Il ne faut pas sous‑estimer la force de l'image d'un homme armé d'une Kalachnikov aujourd'hui en Libye. Un sentiment de bravade s'est développé autour de cette image. Avant la révolution, les gens pouvaient très bien n'avoir jamais touché une arme sauf s'ils étaient appelés sous les drapeaux, et de nombreux jeunes gens n'avaient vu d'armes qu'au cinéma.

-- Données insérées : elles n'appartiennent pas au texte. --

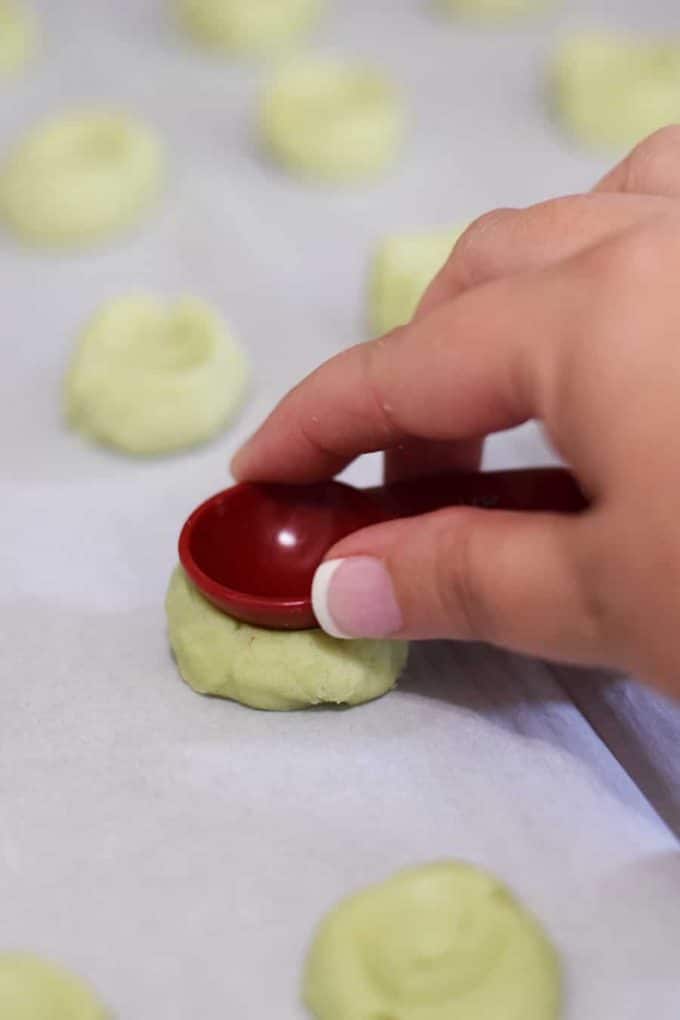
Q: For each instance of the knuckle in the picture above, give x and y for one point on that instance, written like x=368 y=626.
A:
x=470 y=258
x=457 y=578
x=636 y=260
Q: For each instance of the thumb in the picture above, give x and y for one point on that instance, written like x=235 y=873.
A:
x=505 y=577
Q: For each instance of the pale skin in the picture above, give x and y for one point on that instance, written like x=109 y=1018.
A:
x=567 y=312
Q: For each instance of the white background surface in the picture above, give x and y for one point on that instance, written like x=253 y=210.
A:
x=178 y=851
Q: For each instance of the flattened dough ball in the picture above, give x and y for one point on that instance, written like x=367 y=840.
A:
x=149 y=377
x=494 y=10
x=247 y=26
x=332 y=120
x=403 y=268
x=31 y=988
x=445 y=941
x=612 y=91
x=17 y=36
x=273 y=669
x=81 y=177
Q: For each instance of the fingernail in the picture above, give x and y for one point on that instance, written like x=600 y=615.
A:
x=355 y=598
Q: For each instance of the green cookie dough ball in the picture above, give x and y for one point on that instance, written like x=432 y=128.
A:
x=247 y=26
x=81 y=177
x=445 y=941
x=403 y=269
x=332 y=120
x=273 y=669
x=494 y=9
x=34 y=989
x=149 y=377
x=613 y=91
x=17 y=36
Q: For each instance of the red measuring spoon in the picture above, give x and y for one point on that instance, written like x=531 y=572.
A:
x=253 y=550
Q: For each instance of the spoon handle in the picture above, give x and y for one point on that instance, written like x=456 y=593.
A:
x=539 y=489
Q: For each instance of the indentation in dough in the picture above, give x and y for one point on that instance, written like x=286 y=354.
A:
x=80 y=177
x=611 y=91
x=273 y=669
x=443 y=941
x=403 y=268
x=149 y=376
x=332 y=120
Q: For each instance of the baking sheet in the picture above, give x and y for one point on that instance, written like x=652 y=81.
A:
x=178 y=851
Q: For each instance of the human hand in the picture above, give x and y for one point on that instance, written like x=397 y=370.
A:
x=567 y=312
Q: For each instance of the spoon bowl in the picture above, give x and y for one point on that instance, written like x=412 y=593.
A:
x=253 y=550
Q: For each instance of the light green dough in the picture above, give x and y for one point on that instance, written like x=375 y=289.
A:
x=612 y=91
x=31 y=988
x=403 y=268
x=81 y=177
x=494 y=9
x=332 y=120
x=443 y=941
x=17 y=36
x=273 y=669
x=247 y=26
x=149 y=377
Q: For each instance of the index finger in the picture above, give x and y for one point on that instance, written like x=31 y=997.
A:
x=463 y=371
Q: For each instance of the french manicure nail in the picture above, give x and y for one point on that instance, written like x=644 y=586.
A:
x=355 y=598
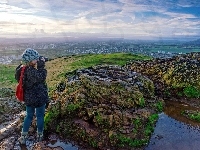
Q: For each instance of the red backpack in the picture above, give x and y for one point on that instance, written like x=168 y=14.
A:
x=19 y=93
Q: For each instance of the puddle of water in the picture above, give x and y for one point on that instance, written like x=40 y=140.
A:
x=174 y=131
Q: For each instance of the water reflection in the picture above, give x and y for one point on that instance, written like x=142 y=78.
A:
x=174 y=131
x=174 y=110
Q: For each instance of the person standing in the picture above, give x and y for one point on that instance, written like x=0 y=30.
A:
x=35 y=92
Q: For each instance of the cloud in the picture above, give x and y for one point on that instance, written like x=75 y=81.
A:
x=120 y=17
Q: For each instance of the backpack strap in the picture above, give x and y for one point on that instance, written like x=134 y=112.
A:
x=22 y=74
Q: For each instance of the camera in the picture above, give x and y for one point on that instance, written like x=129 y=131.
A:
x=45 y=58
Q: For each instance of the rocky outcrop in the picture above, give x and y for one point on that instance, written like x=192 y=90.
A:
x=171 y=76
x=105 y=106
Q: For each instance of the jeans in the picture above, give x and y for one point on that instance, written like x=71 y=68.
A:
x=30 y=111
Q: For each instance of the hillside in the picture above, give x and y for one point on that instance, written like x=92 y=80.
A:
x=110 y=100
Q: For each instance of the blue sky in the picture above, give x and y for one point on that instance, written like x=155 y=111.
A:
x=129 y=19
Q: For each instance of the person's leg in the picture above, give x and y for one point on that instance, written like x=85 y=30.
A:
x=40 y=121
x=27 y=122
x=28 y=119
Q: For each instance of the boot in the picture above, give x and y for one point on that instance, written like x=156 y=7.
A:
x=39 y=136
x=23 y=137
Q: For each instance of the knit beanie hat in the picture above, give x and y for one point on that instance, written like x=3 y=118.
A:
x=29 y=55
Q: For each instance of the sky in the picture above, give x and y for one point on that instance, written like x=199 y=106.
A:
x=128 y=19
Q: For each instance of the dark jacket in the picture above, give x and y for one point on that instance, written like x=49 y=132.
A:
x=34 y=85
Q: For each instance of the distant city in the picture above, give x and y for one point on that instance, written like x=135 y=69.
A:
x=11 y=53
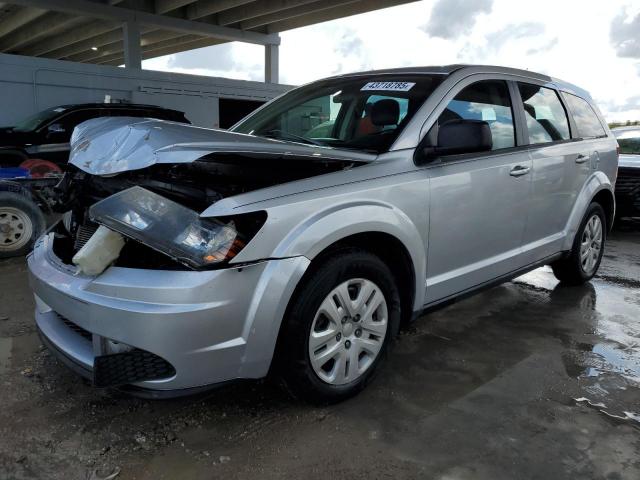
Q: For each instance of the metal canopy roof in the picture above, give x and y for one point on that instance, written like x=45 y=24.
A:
x=102 y=31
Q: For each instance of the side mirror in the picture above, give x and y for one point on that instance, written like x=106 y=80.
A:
x=56 y=130
x=460 y=136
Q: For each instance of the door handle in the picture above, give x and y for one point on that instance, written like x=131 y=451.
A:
x=519 y=170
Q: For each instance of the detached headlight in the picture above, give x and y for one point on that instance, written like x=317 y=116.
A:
x=172 y=229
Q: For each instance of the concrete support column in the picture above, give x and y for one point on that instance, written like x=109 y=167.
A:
x=131 y=40
x=271 y=63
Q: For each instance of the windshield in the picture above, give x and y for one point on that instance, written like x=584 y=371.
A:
x=362 y=113
x=36 y=120
x=629 y=141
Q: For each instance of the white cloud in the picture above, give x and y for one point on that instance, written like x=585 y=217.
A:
x=573 y=40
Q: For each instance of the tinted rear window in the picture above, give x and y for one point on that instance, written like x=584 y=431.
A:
x=587 y=121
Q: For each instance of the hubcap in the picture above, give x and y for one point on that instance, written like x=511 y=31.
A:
x=15 y=228
x=348 y=331
x=591 y=244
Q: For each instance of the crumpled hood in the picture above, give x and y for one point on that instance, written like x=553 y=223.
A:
x=631 y=161
x=105 y=146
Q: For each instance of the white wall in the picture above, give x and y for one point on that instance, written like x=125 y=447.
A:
x=29 y=84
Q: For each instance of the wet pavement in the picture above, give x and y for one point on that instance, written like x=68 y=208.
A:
x=527 y=380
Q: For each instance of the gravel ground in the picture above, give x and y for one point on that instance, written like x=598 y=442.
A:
x=527 y=380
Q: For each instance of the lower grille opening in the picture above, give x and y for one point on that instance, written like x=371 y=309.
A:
x=130 y=367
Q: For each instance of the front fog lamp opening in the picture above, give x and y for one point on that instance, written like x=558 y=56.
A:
x=169 y=227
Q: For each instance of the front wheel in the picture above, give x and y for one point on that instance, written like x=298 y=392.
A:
x=338 y=327
x=588 y=247
x=21 y=223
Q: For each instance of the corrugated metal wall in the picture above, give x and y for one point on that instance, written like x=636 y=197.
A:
x=29 y=84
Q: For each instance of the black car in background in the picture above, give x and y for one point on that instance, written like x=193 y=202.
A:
x=628 y=181
x=46 y=134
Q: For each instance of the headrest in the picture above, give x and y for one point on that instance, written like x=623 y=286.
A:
x=385 y=112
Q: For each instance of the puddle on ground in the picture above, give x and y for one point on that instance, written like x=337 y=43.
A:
x=605 y=359
x=6 y=345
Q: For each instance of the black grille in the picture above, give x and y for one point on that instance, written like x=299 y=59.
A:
x=76 y=328
x=83 y=234
x=129 y=367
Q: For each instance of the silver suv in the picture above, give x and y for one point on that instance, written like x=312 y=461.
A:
x=301 y=240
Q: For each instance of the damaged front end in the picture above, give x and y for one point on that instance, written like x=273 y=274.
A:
x=157 y=207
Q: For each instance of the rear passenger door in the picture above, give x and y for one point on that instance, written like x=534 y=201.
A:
x=559 y=169
x=477 y=202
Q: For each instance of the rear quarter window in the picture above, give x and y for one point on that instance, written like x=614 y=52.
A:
x=629 y=142
x=587 y=122
x=546 y=118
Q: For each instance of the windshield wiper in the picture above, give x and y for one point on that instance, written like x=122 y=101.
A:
x=282 y=135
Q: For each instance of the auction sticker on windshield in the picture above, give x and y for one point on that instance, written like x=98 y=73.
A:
x=389 y=86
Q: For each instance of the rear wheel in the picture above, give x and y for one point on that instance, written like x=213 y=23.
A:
x=21 y=223
x=338 y=327
x=588 y=247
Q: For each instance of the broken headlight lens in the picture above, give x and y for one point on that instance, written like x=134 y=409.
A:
x=169 y=227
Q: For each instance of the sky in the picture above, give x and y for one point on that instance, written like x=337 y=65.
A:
x=594 y=44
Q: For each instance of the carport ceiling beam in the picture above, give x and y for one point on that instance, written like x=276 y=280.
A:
x=131 y=37
x=299 y=11
x=18 y=19
x=107 y=12
x=163 y=6
x=203 y=8
x=258 y=9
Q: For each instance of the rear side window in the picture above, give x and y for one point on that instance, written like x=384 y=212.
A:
x=546 y=118
x=488 y=101
x=587 y=121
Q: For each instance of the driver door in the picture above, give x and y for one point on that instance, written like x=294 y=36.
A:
x=479 y=201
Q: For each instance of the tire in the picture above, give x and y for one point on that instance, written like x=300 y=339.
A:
x=21 y=223
x=575 y=269
x=362 y=276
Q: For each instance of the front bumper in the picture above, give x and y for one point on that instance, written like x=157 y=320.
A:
x=628 y=192
x=211 y=326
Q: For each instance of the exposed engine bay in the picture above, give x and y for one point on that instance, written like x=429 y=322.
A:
x=195 y=185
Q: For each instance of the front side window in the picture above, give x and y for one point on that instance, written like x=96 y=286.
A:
x=488 y=101
x=38 y=120
x=361 y=113
x=587 y=121
x=546 y=118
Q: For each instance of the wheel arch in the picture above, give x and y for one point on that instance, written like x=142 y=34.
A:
x=599 y=188
x=391 y=251
x=374 y=227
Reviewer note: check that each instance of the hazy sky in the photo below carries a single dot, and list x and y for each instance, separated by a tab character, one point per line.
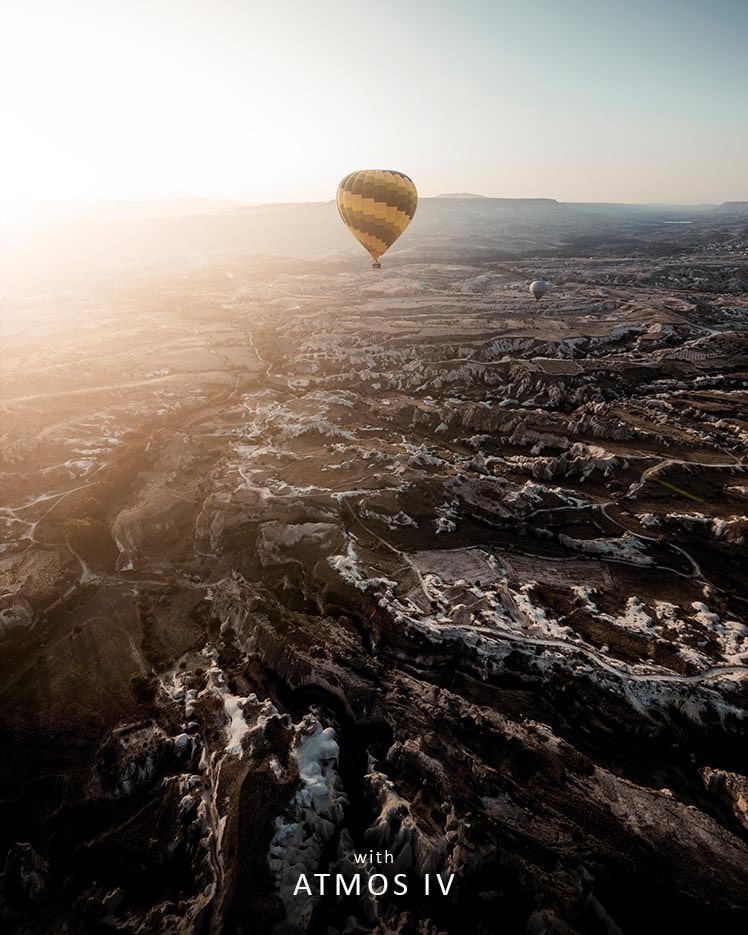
638	100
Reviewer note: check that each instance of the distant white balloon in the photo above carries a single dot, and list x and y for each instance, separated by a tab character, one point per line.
538	289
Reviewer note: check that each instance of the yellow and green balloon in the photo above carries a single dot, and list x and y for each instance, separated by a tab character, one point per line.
376	205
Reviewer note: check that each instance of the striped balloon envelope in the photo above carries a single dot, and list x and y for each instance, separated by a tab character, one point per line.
376	206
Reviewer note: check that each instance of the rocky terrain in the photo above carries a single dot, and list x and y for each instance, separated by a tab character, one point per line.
298	564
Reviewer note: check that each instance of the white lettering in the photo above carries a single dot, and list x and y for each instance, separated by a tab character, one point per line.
302	882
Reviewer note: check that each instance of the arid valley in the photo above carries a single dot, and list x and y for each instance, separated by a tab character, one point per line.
301	559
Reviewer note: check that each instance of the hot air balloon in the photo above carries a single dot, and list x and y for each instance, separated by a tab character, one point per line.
376	205
538	289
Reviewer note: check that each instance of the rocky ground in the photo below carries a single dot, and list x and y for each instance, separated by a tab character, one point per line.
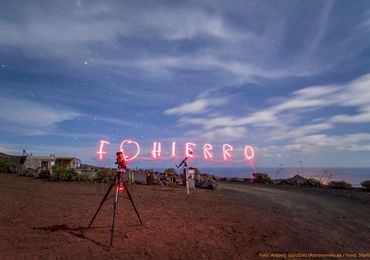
41	219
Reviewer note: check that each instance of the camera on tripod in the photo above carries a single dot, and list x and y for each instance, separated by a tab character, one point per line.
120	160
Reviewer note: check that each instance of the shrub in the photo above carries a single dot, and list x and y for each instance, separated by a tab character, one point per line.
260	177
5	166
339	185
366	184
67	174
103	175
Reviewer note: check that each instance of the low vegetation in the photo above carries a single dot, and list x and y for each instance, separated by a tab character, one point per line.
260	177
339	185
102	175
67	174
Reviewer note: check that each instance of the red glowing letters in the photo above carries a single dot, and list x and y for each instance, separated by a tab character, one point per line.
128	158
207	152
156	152
226	149
100	151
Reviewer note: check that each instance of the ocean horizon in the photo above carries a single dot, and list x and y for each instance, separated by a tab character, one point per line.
353	175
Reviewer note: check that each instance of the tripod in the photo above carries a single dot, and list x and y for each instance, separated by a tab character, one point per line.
120	185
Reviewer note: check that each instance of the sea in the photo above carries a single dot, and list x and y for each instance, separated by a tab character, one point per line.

« Il faut avant tout être responsable de ce que l'on fait », dit Ahmed, « Ce que je veux dire, c'est que porter une arme n'est pas facile. Il ne s'agit pas de parader en disant « Regardez‑moi, j'ai une arme ». Il ne s'agit pas de çà. Vous faites quelque chose pour votre pays, vous êtes censé sauver des gens, assurer leur sécurité. »
Toutefois, à la différence d'Ahmed, tout le monde n'a pas la sécurité en tête de ses préoccupations. Récemment, à l'annonce de la capture de l'un des fils de Kadhafi, les gens sont sortis dans la rue et ils ont tiré des rafales en l'air pour célébrer l'événement. Les pare‑brise en miettes sont là pour attester que les balles retombent inévitablement, et on a signalé des blessés et même des morts.
Si des Kalachnivkov et d'autres armes légères comme des lance‑roquettes ont inondé la Libye par centaines de milliers, il y a aussi des armes qui, bien que moins nombreuses, pourraient faire peser une menace encore plus grave.
On craint que, sans une action rapide pour les mettre à l'abri, des missiles portables, des systèmes de roquettes, voire des armes chimiques, ne tombent entre les mains d'extrémistes. Certains pays ont pris des mesures pour régler la question sur une base bilatérale. Par exemple, dans une initiative récente, le gouvernement du Canada a promis 10 millions de dollars pour aider la Libye à collecter et à neutraliser la menace que représentent ces systèmes d'armes, et le Royaume‑Uni et les États‑Unis ont également pris des mesures pour le déploiement de personnels civils et militaires sur le terrain pour aider à sécuriser les stocks.
Avec un pays qui regorge d'armes, le Conseil national de transition aura beaucoup de mal à désarmer la population et à faire en sorte que la Libye et la région soient en sécurité à l'avenir.